It's also easier to change the first command in the pipeline without having to
step over the input argument, again more consistent with the rest of the
pipeline.

To avoid the cat, one can write

    
    
        < file program1 | program2
    

but in practice, cat adds no noticeable overhead.

As for regexes, I personally find using POSIX regular expressions to be a bit
like using vi after becoming familiar with vim. You can get by, but it's crap
and there's a reason why people came up with something better. Of course,
using complicated features of any language or toolkit without understanding
how they work is dumb, but that's not a reason to go back to the 1980s.

------
dredmorbius
Holy goddamned gray-on-gray readaibility disaster, Batman!

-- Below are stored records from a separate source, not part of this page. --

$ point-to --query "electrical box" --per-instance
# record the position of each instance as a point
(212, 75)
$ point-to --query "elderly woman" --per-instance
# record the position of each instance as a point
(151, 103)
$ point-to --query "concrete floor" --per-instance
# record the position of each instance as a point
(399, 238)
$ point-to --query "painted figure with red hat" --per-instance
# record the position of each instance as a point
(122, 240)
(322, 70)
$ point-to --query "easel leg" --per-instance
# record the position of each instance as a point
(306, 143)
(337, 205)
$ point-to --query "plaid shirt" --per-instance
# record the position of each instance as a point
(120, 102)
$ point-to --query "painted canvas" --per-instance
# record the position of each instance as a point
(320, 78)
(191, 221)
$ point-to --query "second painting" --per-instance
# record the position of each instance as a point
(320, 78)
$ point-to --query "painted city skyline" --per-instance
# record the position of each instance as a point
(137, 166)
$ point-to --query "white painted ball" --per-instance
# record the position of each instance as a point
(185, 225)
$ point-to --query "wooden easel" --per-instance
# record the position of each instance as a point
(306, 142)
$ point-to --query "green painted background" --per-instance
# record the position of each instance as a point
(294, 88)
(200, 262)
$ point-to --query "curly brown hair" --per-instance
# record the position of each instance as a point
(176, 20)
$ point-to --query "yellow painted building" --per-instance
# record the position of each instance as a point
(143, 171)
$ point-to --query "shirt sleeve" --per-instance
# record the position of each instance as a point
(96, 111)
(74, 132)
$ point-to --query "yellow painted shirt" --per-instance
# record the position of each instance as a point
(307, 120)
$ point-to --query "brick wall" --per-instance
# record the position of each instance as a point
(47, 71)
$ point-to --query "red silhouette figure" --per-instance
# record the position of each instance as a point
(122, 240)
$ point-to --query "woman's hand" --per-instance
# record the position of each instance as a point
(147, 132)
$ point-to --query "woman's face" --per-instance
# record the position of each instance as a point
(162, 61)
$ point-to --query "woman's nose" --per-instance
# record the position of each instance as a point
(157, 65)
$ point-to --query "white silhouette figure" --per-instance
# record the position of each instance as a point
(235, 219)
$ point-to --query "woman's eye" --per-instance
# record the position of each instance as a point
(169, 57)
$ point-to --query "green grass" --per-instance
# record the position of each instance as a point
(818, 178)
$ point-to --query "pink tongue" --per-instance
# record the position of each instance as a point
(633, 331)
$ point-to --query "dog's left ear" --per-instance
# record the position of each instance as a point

<http://contrastrebellion.com/>

<http://www.useit.com/alertbox/designmistakes.html>

Stylish rewrite FTFW.

------
jumby
as long as I can still use something@mailinator.com, I am happy.

------
aneth4
A stronger reason: the point of validating email addresses is to prevent user
error, such as putting their name in the email field. It is not to ensure
emails are RFC compliant. In fact you probably want to allow non-RFC compliant
email addresses because there is a chance it still may work - not all servers
are going to be RFC compliant and as a product it is not your job to enforce
obscure Internet rules.

Personally I test for @ and . with any characters surrounding.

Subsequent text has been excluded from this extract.